Santalic tailfans, part two

As I have said before many times, there is only one sensible way to make a performant application. (As an aside: perfectly good word, performant, deal with it!) That is:

  • Set meaningful, measurable, customer-focused goals.
  • Write the code to be as clear and correct as possible.
  • Carefully measure your performance against your goals.
  • Did you meet your goal? Great! Don't waste any time on performance analysis. Spend your valuable time on features, documentation, bug fixing, robustness, security, whatever.
  • If you did not meet your goal, use tools to discover what the worst-performing fixable thing is, and fix it.

Iterate on that process, updating your goals if it proves necessary, until you either have something that meets your goals or you give up.

My explicit goal for my little dictionary search program was that it give results fast enough that I would not be sitting there impatiently waiting for more than a few seconds. That's a very customer-focused goal, me being the only customer of this program. With only a very small amount of tweaking my program met that goal right away, so why would I spend any more time on it? The program takes just under two seconds to report the results for a typical query, which is faster than I can read.

But suppose that we did want to improve the performance of this program for some reason. How? Well, let's go down the list. We have goals, we have very clear code, we can measure the performance easily enough. Suppose we didn't meet the goal. The last thing on the list is "use tools to discover what the slowest fixable thing is".

A commenter conjectured that the performance bottleneck of this program was in the disk I/O. As you can see, every time we do a query we re-read the two megabyte dictionary file dozens of times. This has the benefit of using very little memory; we never have more than one line of the dictionary in memory at a time, instead of the whole four megs it would take to store the dictionary (remember, the dictionary is in ASCII on disk but two-byte Unicode if in strings in memory, so the in-memory size will double.)

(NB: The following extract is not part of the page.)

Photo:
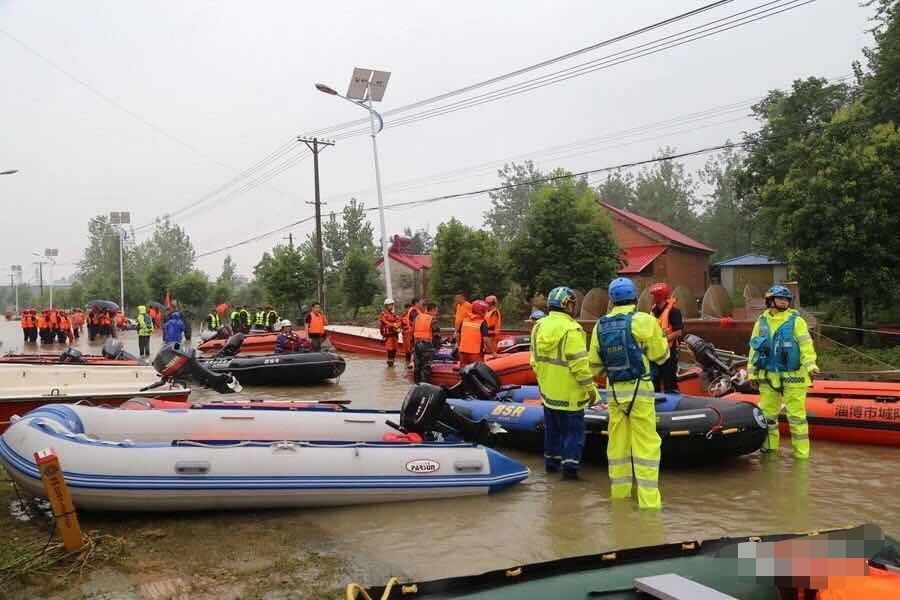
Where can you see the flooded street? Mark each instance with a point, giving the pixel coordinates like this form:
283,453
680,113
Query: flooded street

That's a conjecture -- a reasonable conjecture -- but nevertheless, it's just a guess. If I've learned one thing about performance analysis it's that my guesses about where the bottleneck is are often wrong. I'll tell you right now that yes, the disk-hitting performance is bad, but it is not the worst thing in this program, not by far. Where's the real performance bottleneck? Any guesses? Could you know without using tools?

Here's the result of a timing profile run of a seven-letter queries with one blank, repeated 20 times:

43%: Contains
21%: ReadLine
14%: Sort
7%: ToUpperInvariant
15%: everything else

Holy goodness! The call to the Contains extension method in the query to test whether the dictionary word is in the rack set array is almost half the cost of this program!

Which makes sense, once you stop to think about it. The "Contains" method is by its highly general nature necessarily very naive. When given an array, 99.9% of the time it has to look through the entire 26-item array because 99.9% of the time, the word is not actually going to match any of the possible racks. It cannot take advantage of any "early outs" like you could do if you were doing a linear search on a sorted list. And each time through the array it has to do a full-on string comparison; there's no fancy-pants checks in there that take advantage of string immutability or hash codes or any such thing.

We have a data structure that is designed to rapidly tell you whether a member is contained in a set. And even better, it already does the "distinct" logic. When I replace

var racks = (from rack in ReplaceQuestionMarks(originalRack)
select Canonicalize(rack)).Distinct().ToArray();

with

var racks = new HashSet<string>(
from rack in ReplaceQuestionMarks(originalRack)
select Canonicalize(rack));

suddenly performance improves massively. The "Contains" drops down to 3% of the total cost, and of course, the total cost is now half of what it was before.

Another subtle point here: notice how when I changed the type of the variable "racks" from "array of string" to "set of string", I didn't have to redundantly change the type thanks to implicit typing of local variables. I want to emphasize the semantics here, not the storage mechanism. If I felt that communicating the storage mechanism was an important part of this code -- because it has such a strong effect on performance -- perhaps I would choose to emphasize the storage by eschewing the "var".

With this change, the program performance improves to about one second per query and the profile now looks like this:

39%: ReadLine
23%: Sort
11%: ToUpperInvariant
7%: the iterator block goo in FileLines
5%: ToArray (called by Join)
15%: everything else

Now the bottleneck is clearly the combination of repeated file line reading (48%) and the string canonicalization of every dictionary line over and over again (37%).

With this information, we now have data with which to make sensible investments of time and effort. We could cache portions of the dictionary in memory to avoid the repeated disk cost. Is the potential increase in speed worth the potentially massive increase in memory usage? We could be smart about it and, say, only cache the seven- and eight-letter words in memory.

We could also attack the canonicalization performance problem. Should we perhaps precompute an index for the dictionary where every string is already in canonical form? This in effect trades increased disk space, increased program complexity and increased redundancy for decreased time. Should we use a different canonicalization algorithm entirely?

All of these decisions are driven by the fact that I have already exceeded my performance goal, so the answer is "no". Good enough is, by definition, good enough. If I were using this algorithm to actually build a game AI, it would not be good enough anymore and I'd go with some more clever solution. But I'm not.